By TIFFANY RAY
Elma and Rod Eaton, founders of California Cart Builder, came by the business inadvertently. All they meant to do was sell hot dogs.
In 1999, the couple decided they wanted to start a side business for “vacation money,” so they hired a guy to build them a hot dog cart. Rod Eaton, then a pressman on a Los Angeles printing press, worked after hours to help build the cart to make sure it met their specifications.
After six months hawking dogs outside a Department of Motor Vehicles office in Norco, someone offered to buy the business.
The Eatons set up a second cart outside a swap meet in Cypress. Three months later, someone bought it. The third cart sold before they got it off the lot.
It occurred to the Eatons that perhaps there was a better business opportunity in manufacturing.
In 2000, Rod Eaton quit his job as a pressman and the couple started building carts full-time. A few years later, they graduated to trucks and trailers.
The Eatons gave up cart-building in 2007 after changes in state codes made it cost-prohibitive. Today, they complete about four trucks and trailers per month, Elma Eaton said.
Although their largest customer base is Southern California, they see little demand from the Inland area, where county codes restrict most types of mobile food vendors. Elma Eaton said restrictions here are the most stringent she’s seen in California.
California Cart vehicles run as large as 53 feet for a trailer and can cost anywhere from $35,000 to $500,000.
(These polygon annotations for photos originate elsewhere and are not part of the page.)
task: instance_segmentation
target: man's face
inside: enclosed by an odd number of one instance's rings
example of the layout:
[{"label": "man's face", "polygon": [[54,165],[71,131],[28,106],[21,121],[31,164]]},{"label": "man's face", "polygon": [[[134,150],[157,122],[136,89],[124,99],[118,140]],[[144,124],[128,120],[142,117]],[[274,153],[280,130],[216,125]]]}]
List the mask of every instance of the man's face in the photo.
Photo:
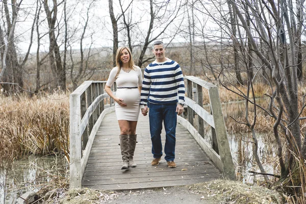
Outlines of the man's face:
[{"label": "man's face", "polygon": [[163,61],[165,59],[165,48],[162,44],[154,45],[153,54],[158,61]]}]

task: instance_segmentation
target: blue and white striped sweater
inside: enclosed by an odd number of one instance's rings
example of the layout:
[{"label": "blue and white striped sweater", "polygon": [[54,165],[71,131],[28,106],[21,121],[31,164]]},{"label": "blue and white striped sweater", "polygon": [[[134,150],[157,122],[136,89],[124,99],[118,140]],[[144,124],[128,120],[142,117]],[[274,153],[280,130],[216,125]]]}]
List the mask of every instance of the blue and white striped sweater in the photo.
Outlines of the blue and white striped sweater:
[{"label": "blue and white striped sweater", "polygon": [[169,59],[164,63],[155,61],[146,67],[142,82],[140,105],[146,105],[148,100],[157,104],[177,102],[184,104],[184,77],[176,62]]}]

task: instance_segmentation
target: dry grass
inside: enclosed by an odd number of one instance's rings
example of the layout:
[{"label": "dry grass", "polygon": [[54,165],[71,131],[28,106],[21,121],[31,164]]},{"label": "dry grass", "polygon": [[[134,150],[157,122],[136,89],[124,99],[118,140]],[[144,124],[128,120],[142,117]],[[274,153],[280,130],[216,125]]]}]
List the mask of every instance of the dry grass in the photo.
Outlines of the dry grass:
[{"label": "dry grass", "polygon": [[0,163],[28,154],[68,151],[67,95],[0,96]]},{"label": "dry grass", "polygon": [[276,191],[231,181],[218,180],[195,184],[191,186],[191,189],[220,203],[284,203],[281,195]]}]

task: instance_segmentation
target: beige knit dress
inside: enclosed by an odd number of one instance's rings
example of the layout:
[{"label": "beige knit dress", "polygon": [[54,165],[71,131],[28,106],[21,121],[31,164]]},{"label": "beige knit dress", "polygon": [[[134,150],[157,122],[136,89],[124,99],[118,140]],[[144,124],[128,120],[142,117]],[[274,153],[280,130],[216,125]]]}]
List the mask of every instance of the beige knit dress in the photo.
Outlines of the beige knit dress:
[{"label": "beige knit dress", "polygon": [[139,67],[135,70],[132,69],[129,72],[122,69],[115,79],[118,68],[114,67],[110,73],[106,83],[108,86],[112,86],[114,82],[117,84],[117,89],[115,96],[123,100],[127,106],[120,106],[115,104],[115,110],[117,120],[138,121],[139,116],[140,94],[138,89],[136,87],[142,86],[142,73]]}]

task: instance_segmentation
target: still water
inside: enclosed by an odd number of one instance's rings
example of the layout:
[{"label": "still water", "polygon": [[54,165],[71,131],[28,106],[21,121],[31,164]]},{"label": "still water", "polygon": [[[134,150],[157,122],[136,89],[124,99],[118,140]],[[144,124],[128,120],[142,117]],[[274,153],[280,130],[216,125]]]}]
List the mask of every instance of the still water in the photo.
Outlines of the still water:
[{"label": "still water", "polygon": [[67,177],[68,168],[62,156],[31,156],[14,161],[11,169],[0,170],[0,203],[15,203],[22,192],[37,192],[54,175]]}]

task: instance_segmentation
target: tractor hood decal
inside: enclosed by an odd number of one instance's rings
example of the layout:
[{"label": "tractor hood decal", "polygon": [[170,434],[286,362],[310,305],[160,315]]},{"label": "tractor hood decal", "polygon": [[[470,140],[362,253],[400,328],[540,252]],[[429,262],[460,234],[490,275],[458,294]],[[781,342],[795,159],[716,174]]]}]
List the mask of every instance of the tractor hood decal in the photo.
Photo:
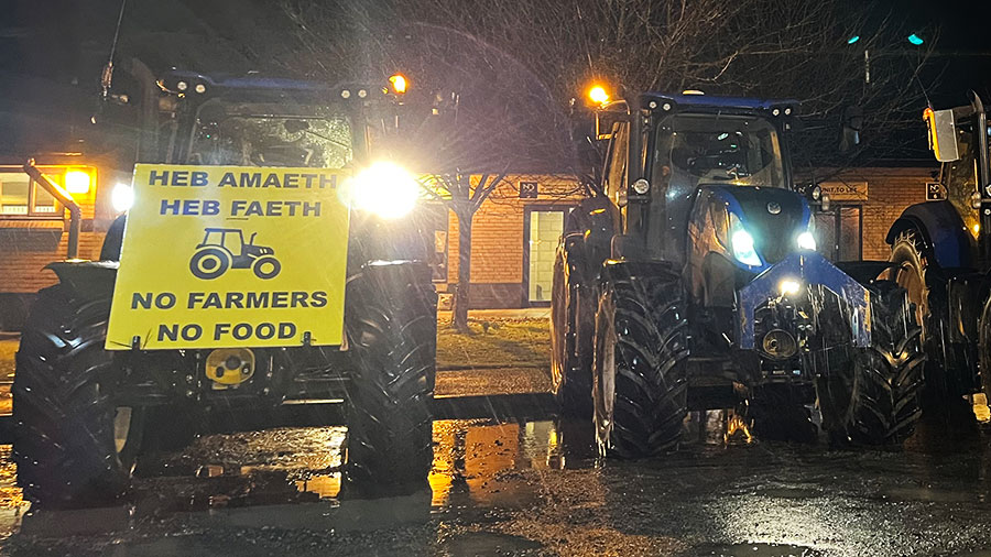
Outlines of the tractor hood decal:
[{"label": "tractor hood decal", "polygon": [[812,211],[805,199],[787,189],[750,186],[709,186],[743,228],[765,265],[795,251],[796,237],[808,229]]}]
Elma Eaton said she sees a lot of cooking-school graduates looking to establish themselves, and mom-and-pop entrepreneurs wanting a business of their own. She also is seeing a growing number of corporate food chains ordering vehicles. The company’s recent clients have included Subway, Wahoo’s Fish Taco, California Pizza Kitchen and Fatburger, and they’ve shipped vehicles as far away as Australia, Iceland and Dubai.
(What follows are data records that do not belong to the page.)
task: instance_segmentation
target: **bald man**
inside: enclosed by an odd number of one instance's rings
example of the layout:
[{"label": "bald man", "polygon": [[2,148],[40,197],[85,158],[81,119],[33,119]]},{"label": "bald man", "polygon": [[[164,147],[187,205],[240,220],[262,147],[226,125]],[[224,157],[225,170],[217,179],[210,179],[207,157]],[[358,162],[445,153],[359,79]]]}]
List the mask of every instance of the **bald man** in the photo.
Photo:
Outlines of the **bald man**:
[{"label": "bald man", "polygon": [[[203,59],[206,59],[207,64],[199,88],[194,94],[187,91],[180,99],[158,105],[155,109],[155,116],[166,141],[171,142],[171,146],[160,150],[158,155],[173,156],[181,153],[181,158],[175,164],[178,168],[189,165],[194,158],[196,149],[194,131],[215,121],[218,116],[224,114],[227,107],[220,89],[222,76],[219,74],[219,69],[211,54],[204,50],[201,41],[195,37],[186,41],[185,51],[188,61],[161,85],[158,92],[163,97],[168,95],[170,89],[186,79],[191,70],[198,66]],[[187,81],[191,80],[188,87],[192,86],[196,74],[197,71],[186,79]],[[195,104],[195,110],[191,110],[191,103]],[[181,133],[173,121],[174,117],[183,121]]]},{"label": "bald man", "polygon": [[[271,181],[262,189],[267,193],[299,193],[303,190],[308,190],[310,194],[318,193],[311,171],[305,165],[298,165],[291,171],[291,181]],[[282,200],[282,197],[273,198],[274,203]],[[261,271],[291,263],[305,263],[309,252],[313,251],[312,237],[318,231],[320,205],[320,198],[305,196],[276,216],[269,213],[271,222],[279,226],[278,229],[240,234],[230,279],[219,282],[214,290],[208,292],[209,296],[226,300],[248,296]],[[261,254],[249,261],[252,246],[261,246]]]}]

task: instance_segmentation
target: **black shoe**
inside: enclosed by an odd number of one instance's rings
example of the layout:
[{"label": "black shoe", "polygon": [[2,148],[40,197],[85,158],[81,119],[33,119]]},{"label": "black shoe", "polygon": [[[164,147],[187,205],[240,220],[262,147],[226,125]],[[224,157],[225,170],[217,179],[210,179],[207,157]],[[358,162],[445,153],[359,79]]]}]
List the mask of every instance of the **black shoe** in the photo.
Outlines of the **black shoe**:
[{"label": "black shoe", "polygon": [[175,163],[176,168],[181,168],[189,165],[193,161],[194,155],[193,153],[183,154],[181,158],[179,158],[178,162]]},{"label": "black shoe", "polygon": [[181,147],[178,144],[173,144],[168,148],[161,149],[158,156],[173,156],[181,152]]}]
Elma Eaton said the company is providing 500 quotes a month to prospective customers, double the number from earlier in the year, and “I think we’re still on the beginning curve.”
Angie Pappas, a spokeswoman for the California Restaurant Association, said social media sites such as Twitter have helped spur the growth of the trend by enabling truck operators to connect directly with consumers. The trend has lured well-known chefs along with huge media attention, including the Food Network and the Travel Channel, she said. A website, MobiMunch.com, offers lists of trucks by city.
“I think they’re probably here to stay,” Pappas said.
Daniel Conway, a spokesman for the association, said food trucks lower the barrier of entry into the restaurant industry and offer entrepreneurs as well as established businesses a way to build their brand. They are also a way to test new markets before committing to a brick-and-mortar presence.
Restaurants are always looking for ways to get closer to customers, whether it’s with drive-through windows, mall food courts or the freezer sections of grocery stores, Conway said. “What better way to get close to your customers than to pull up in front of their building?”
Ron Paul, president of Technomic, a food-industry research group, said concerns about zoning laws, food-safety regulations and parking will be a hindrance for a while because there are no universal rules. But operators are looking for ways to increase sales and take advantage of social media, and food trucks are less expensive than opening a restaurant. Paul said he expects franchising to begin at some point. “I think it’s on a growth path for some time to come.”